Para essa parte da receita é importantíssimo que os ingredientes sejam compostos de sentimentos que pareçam reais, como por exemplo: A busca pela verdade, a tentativa de ser bom, a manutenção dos sonhos, a ideia da ética, a curiosidade, o afeto. Cada sentimento deste será responsável pelo “aroma artificial de Homem Bom”, essencial para o sucesso da receita! Vale ressaltar que NEM UM DESTES SENTIMENTOS PODEM SER REAIS, o ideal é que sejam artificiais e de preferência meramente copiados de um Homem Sábio. Isto irá conferir ao nosso recheio uma confiabilidade necessária para a criação do Homem Medíocre.

Bem, com todos estes (falsos) ingredientes à mão, devemos deixar que cozinhem em “banho maria” até que percam todas as características verdadeiras e virem uma mera sombra do que representam, depois devemos refogar tudo em uma boca untada de eloquência, 200 gramas de preguiça, três colheres de medo e um tablete de complacência, reforçando assim o sabor da confiabilidade e finalizando o nosso recheio!

Agora voltemos para a massa do nosso Homem Medíocre. É normal que a massa menos quente comece a endurecer(embrutecer), para deixá-la no ponto certo coloque algumas pitadas de pressão social que ela logo volta a ficar flexível. Antes de enrijecer novamente divida a massa em várias fôrmas: Trabalho, Família, Sonhos, Amigos, Projetos, Amor, isso evitará que ela endureça. Em cada uma das partes coloque nosso recheio de “Sombra de Homem Sábio”.

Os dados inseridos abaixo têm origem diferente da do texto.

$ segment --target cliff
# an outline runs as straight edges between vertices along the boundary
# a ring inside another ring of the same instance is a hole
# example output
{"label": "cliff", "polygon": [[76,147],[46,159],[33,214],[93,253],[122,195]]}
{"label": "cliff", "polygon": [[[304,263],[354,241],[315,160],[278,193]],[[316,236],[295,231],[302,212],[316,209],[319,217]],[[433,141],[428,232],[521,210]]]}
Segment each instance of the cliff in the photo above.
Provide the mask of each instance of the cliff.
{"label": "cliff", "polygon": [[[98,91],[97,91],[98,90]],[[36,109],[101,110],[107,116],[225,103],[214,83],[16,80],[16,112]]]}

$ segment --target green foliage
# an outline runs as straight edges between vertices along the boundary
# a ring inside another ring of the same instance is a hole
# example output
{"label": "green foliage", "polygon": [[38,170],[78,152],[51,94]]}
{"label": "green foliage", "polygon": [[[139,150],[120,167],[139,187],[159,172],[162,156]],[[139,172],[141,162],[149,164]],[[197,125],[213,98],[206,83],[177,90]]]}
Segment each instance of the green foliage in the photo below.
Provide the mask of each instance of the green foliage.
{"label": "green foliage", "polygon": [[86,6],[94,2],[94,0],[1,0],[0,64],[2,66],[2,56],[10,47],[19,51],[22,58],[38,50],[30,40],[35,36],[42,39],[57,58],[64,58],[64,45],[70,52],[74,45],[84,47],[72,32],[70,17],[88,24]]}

Leve tudo ao forno das responsabilidades mesquinhas e deixe que doure. O ideal é que fique no fogo por uns 6 a 8 anos, depois pode deixar esfriar a vontade. Sirva sem acompanhamento e com uma bebida refinada, que possua status social.

Tempo: 9 a 10 anos.
Porções: 6 (Trabalho, Família, Sonhos, Amigos, Projetos, Amor).